En choisissant Une famille syrienne pour traduire Insyriated, les producteurs français donnent l'occasion aux critiques de se rapprocher de l'oeuvre originale bien plus qu'ils ne l'ont fait. Car Insyriated, à l'origine, c'est bien un néologisme anglais censé nous transporter dans le chaos de Damas, dans le chaos d'un appartement au milieu de la guerre.
Une famille syrienne, ce n'est pas l'histoire généralisée de toutes les familles syriennes, ce n'est même pas l'histoire d'une structure familiale à proprement parlé. Si une famille se distingue bien, du grand-père au benjamin, en passant par le cousin adolescent, l'histoire est celle de plusieurs personnes regroupées, recluses, enracinées ici par les contraintes de la guerre.

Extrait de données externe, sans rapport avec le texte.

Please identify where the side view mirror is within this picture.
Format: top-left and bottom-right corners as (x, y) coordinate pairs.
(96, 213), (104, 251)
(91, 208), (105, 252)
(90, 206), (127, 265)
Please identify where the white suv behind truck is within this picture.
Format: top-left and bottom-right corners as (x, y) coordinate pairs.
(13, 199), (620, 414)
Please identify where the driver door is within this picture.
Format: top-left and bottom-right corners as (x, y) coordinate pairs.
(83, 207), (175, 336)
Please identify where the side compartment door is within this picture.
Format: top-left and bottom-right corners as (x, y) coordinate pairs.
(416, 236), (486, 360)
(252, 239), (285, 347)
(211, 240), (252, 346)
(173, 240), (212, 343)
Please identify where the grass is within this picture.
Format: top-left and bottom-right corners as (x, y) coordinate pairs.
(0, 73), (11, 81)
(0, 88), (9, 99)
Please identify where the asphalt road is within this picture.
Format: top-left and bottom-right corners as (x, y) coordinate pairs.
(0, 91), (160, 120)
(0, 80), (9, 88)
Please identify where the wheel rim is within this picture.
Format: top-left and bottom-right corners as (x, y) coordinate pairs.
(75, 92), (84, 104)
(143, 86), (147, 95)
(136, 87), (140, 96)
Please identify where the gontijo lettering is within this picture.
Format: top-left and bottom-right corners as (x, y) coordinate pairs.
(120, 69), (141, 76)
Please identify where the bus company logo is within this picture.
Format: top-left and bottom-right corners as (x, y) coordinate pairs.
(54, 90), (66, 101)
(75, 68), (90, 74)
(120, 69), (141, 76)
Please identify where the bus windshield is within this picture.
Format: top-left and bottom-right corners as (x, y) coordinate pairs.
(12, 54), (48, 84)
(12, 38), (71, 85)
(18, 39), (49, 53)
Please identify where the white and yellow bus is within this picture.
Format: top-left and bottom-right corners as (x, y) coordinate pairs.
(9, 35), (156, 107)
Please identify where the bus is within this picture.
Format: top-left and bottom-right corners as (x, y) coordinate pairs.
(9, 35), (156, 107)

Immédiatement, on entre dans l'intimité d'un huis clos, par la routine d'un matin, par la lenteur de gestes vitaux, par la lourdeur des sentiments. C'est un huis clos éprouvant autour d'une mère de famille (Hiam Abbass) qui ne veut pas céder, qui ne veut pas partir, qui ne veut pas laisser les événements dévoiler ses failles. De l'extérieur, elle force l'admiration, de l'intérieur, elle fléchit peu à peu au contact des siens, et surtout au contact de cette voisine (Diamand Bou Abboud) accueillie avec son enfant. Car c'est cette dernière, qui, dans une scène dure, brutale, et longue va remettre totalement en cause ce qu'on croyait de la mère, mais ce qu'on peut aussi penser de nous-mêmes.
Une famille syrienne ne raconte pas grand-chose, et, parfois, interpelle même par l'étrangeté des comportements que la promiscuité ne saurait peut-être pas expliquer à elle-seule. Mais il prend aux tripes en s'évertuant à conter l'horreur avec pudeur et sobriété, en évitant le pathos et en privilégiant la concision. C'est ce qui rend l'oeuvre à la fois vide, et intense. En enchaînant les petits riens de lutte autour d'un grand tout de soumission, en plongeant notre vision confortable dans le quotidien de la guerre, Une famille syrienne réussit à nous faire prendre conscience, le temps d'une séance, que nous ne serons jamais prêts à supporter l'ignoble, et que nous sommes plutôt heureux d'être Enfrancisés.